Taking the wagon home on Monday gave him a chance to stock his larder, too,
since he'd had little time to do so while he was making sure service to Bellevue and
Bullion was working smoothly. Tuesday morning he drove to Yu Meng's Excellent
Laundry with a small bundle of soiled shirts and a larger one of filthy work clothes.
"I need one of the shirts tomorrow," he told the elderly Celestial behind the
counter. "There's no hurry on the rest."
The old man swept the bundles under the counter. "What you name?"
When Tony told him, he wrote some spidery Chinese characters on a slip of paper.
"We do. Quick, quick." The man said. "You come two day."
"No, that won't work. I need one of the shirts tomorrow." He held up a hand with
one finger raised. "One shirt tomorrow. The rest later."
More nodding. "Two day. Quick, quick."
Well, hell!
"Okay. I'll be back in two days." He could wear this shirt one
more day, he supposed, as long as he kept his coat on.
"You come morning. One shirt."
"You mean you'll have one shirt tomorrow and the rest the day after?"

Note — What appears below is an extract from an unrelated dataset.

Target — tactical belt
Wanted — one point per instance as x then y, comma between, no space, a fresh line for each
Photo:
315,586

"One shirt one day, all more two day." The fellow's smile indicated it was about
time Tony caught on.
"Thanks," Tony said, as he turned to leave, feeling as if he'd made a fool of
himself.
"
Bukeqi, bukeqi. Xiexie, Nin. Mingtian jian
."
Without thinking, Tony replied, "
Xiexie, lao fuqin. Mingtian jian
."
He was climbing into the wagon when he realized what had happened. He looked
up the street and down, but saw no one close enough to have heard the exchange.
My God! What if...
He sat there, unable to function. Once again he was a small, helpless child, a
defenseless victim. He heard the raucous laughter of the mob, smelled the sour odor of
dozens of sweat-soaked bodies, of clothing unwashed for weeks. His scalp tightened as his
queue was caught and he was dragged through the mud.

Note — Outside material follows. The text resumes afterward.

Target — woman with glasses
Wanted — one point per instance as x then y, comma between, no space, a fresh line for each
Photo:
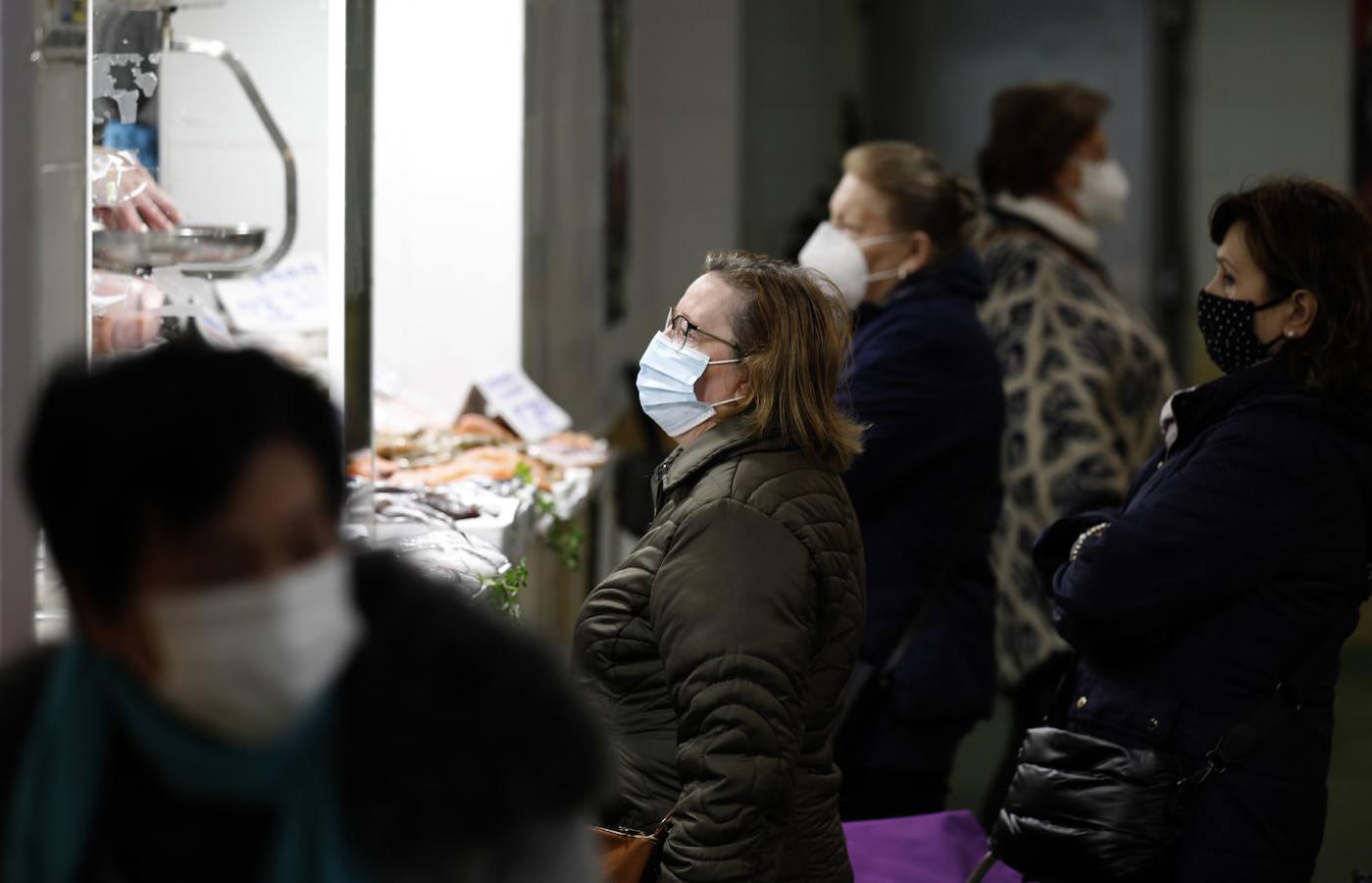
721,647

He saw the fist coming at him, just before his head exploded in a blinding
pain.
"You sick?"
His vision slowly grew clear and he looked down at the Chinese laundryman who
stood with one hand on the wagon seat. "What?"
"You sit here long time. Maybe you sick?"
"No...no, I'm all right. But thanks." He clucked to the horse. As he pulled away he
heard the man say something.
At first the words made no sense, being an alien gabble. Then his mind translated,
"No secret can be kept forever."
Oh, God, let it be kept long enough.
The massacre of the Chinese laborers in Wyoming is one of the crimes which disgrace
a people, because it is due to the jealousy and hatred of a race. In excluding the Chinese
from the country by law we have especially stigmatized them, and common decency and
humanity should lead us to protect those of them who unfortunately happen to be among
us, and whom the law shows that we wish were somewhere else.